White vinegar. You can use it full strength or dilute it with water. A spray bottle works well. You may need to let it sit for a few minutes, but it should just wipe away or need a little bit of scrubbing.


----------



## Nancy McClelland (Feb 23, 2014)

:yeahthat:It's calcium so the vinegar takes care of it. You could put down a plastic tarp with a piece of carpet over it--what my wife did when she'd take one of ours to her school class room.


----------



## Imbrium (Feb 24, 2014)

I have the same problem and I could swear I've already tried vinegar as well as a pet urine remover with enzymes and stuff in it (the stains happened months ago; I eventually gave up and filed them away under "to deal with later")... I think the pee may have soaked in deeper than the top layer of the flooring or something >< (we live in a s***hole, ghetto-adjacent apartment complex and the apartment seems to have been built on a "crackerjack" budget, so I can only assume the flooring (which looks like wood) was ridiculously cheap)


----------



## BlueMoods (Feb 25, 2014)

I had some of the calcium residue get soaked into a unfinished plywood floor when we were building a new bedroom and, being a nice open, empty place, I let the rabbits play in there.
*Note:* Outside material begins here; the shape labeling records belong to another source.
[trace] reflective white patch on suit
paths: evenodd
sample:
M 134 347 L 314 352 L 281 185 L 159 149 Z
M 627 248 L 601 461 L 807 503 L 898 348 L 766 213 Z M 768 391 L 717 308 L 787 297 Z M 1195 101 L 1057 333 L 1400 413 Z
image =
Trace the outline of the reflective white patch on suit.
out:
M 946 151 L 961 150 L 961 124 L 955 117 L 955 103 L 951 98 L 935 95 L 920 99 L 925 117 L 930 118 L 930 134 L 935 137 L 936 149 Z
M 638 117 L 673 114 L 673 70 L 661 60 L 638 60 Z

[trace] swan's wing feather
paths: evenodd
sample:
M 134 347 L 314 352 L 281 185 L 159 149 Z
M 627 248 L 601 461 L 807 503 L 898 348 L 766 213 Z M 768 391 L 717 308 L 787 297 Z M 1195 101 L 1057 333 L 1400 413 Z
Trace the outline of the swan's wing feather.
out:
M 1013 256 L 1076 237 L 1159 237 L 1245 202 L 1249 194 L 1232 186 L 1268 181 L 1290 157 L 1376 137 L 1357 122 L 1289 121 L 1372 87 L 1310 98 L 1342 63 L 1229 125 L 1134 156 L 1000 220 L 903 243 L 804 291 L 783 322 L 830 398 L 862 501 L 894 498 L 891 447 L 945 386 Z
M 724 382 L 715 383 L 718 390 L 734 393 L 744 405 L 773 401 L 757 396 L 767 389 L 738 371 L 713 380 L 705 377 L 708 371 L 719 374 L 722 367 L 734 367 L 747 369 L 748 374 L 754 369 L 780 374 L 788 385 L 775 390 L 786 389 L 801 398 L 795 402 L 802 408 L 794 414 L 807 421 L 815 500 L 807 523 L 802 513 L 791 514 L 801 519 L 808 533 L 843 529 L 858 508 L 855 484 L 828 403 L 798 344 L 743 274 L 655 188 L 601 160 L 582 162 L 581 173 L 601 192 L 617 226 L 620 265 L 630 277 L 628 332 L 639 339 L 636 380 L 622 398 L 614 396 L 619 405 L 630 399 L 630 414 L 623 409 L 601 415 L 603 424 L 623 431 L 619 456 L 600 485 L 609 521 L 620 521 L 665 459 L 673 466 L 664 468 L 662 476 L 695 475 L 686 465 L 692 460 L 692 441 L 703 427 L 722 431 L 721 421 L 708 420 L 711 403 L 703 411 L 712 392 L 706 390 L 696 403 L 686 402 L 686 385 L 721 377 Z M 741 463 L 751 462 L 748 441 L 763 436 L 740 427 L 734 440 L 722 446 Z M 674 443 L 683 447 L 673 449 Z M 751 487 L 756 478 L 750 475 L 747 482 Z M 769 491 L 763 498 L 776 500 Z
Ooops.

I finally got it out by first dissolving 1/3 cup OxyClean in hot water and covering the white spots with that until it quit foaming, then sopping that up and immediately dipping a scrub brush in warm white vinegar and scrubbing the calcium loose, then using my shop vac to get as much moisture as I could off the floor.

I expect putting hydrogen peroxide on the stains and letting it stop bubbling, then using vinegar would do about the same thing.


----------



## Imbrium (Feb 25, 2014)

Oooh, duh, OxyClean... that sounds really promising; I can't believe I never thought of that! I buy tubs of it (well, a generic version ) from Dollar Tree for laundry, so we've always got some. I'll give it a try on our cheap-*ss floors later today and let you guys know if it worked!


----------



## PaGal (Feb 25, 2014)

Anything you do try you may want to first use on a small spot just to be sure it does not stain or discolor the floors.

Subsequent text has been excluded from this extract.